On the product side, Shopify flagged on its developer forum that it plans to roll out “pre-launch pages” in the coming weeks, pitched as a static “coming soon” page that can act as an interactive placeholder while merchants build out a store. (Shopify Developer Community Forums)

Shopify’s move on Friday came as other e-commerce names also caught a bid after the tariff ruling, with investors pointing to reduced near-term trade shock risk. Etsy jumped about 6%, eBay gained roughly 3.7% and Wayfair added about 2% in the same session, according to Investors.com. (Investors)

Next week’s macro calendar could still swamp single-stock narratives. Investors will turn to Nvidia’s quarterly report on Wednesday as the next test for an AI-sensitive market, with other tech and software results also on deck in a tape that has punished parts of the software sector on disruption fears. (Reuters)

Rates remain the other lever. The Federal Reserve released minutes from its Jan. 27–28 meeting on Feb. 18, and traders will be parsing incoming data and Fed speak for how fast — or how slow — policy easing might arrive. (Federal Reserve)

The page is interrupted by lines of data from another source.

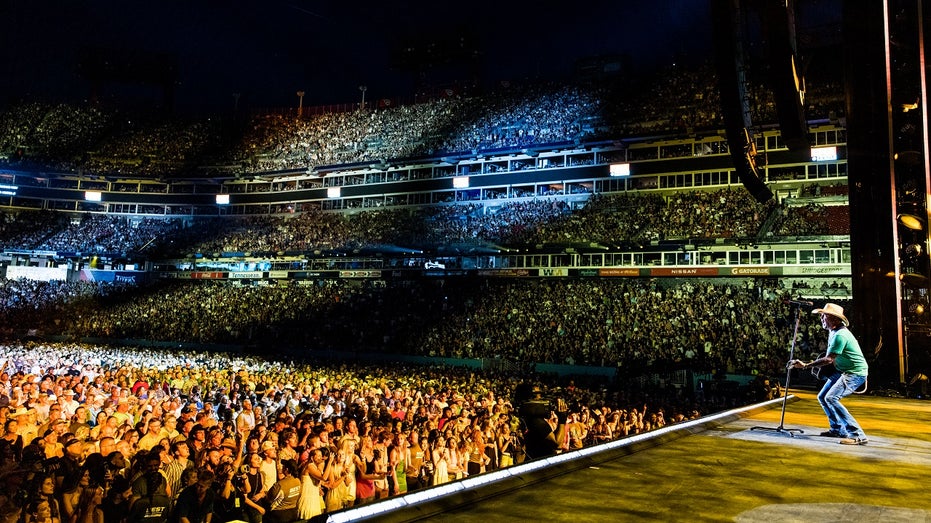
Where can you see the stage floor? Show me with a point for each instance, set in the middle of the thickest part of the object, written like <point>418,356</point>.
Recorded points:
<point>733,473</point>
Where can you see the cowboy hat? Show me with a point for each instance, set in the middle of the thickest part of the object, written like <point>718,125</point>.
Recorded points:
<point>834,310</point>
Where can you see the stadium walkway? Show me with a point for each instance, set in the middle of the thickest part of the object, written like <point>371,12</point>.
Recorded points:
<point>726,471</point>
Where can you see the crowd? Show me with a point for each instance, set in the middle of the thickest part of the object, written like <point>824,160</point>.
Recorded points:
<point>108,142</point>
<point>95,434</point>
<point>609,219</point>
<point>632,324</point>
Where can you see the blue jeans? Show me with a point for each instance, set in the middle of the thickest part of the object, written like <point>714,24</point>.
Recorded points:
<point>838,386</point>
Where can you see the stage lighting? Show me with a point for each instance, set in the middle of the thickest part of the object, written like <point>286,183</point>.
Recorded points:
<point>911,221</point>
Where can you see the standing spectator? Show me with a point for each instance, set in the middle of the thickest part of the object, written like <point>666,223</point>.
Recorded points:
<point>284,495</point>
<point>195,503</point>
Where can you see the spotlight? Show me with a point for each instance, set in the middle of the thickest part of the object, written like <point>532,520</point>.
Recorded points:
<point>911,221</point>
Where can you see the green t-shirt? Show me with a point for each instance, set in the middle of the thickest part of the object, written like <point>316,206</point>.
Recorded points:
<point>847,354</point>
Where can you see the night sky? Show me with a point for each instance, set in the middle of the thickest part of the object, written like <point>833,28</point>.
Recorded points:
<point>267,50</point>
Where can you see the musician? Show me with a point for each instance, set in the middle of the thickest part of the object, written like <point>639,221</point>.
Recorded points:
<point>848,376</point>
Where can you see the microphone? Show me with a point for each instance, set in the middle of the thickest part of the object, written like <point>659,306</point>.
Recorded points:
<point>799,302</point>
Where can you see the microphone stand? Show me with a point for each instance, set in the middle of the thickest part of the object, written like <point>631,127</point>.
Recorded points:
<point>785,394</point>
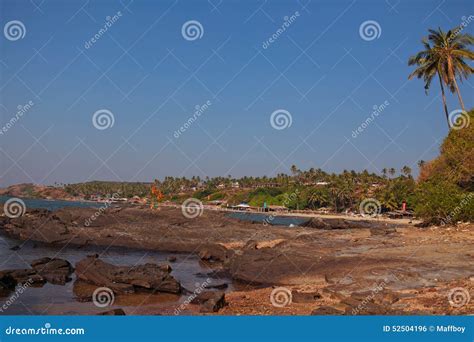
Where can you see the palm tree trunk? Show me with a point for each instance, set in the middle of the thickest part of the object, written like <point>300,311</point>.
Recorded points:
<point>443,95</point>
<point>452,76</point>
<point>459,94</point>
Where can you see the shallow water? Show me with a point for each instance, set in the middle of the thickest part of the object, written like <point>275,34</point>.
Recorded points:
<point>56,299</point>
<point>34,203</point>
<point>266,219</point>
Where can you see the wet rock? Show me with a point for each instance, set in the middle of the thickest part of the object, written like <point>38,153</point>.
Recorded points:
<point>55,271</point>
<point>326,310</point>
<point>214,252</point>
<point>124,279</point>
<point>382,231</point>
<point>221,286</point>
<point>304,297</point>
<point>363,306</point>
<point>114,312</point>
<point>7,284</point>
<point>316,223</point>
<point>30,276</point>
<point>83,291</point>
<point>210,301</point>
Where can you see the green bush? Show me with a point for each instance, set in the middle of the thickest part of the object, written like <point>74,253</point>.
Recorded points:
<point>440,201</point>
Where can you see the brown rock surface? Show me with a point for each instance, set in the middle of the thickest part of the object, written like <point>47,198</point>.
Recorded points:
<point>124,279</point>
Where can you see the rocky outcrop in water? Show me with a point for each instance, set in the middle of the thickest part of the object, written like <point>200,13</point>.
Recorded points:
<point>52,270</point>
<point>124,279</point>
<point>210,301</point>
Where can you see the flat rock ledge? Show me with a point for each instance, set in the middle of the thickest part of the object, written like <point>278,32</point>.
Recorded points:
<point>125,279</point>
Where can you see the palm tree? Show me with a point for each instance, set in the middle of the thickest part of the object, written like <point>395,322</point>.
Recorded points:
<point>429,64</point>
<point>391,171</point>
<point>445,58</point>
<point>453,48</point>
<point>406,170</point>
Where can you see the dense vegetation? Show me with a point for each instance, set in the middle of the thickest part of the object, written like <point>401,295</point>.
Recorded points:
<point>445,192</point>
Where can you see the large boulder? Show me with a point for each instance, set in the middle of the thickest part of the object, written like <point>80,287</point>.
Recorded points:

But there are obvious ways this setup breaks the other direction. If tariff uncertainty flares again, or if investors return to broad selling in software on AI disruption concerns, Shopify can trade with the group regardless of its own execution. The Feb. 27 partner and API changes also carry reputational and ecosystem risk if developers push back or if enforcement spooks parts of the app economy.

Markets reopen on Monday, Feb. 23. For Shopify watchers, the next hard date is Feb. 27, when the partner and API terms updates take effect, while the week’s risk appetite will likely be set by Nvidia’s midweek results and whatever follows on trade policy.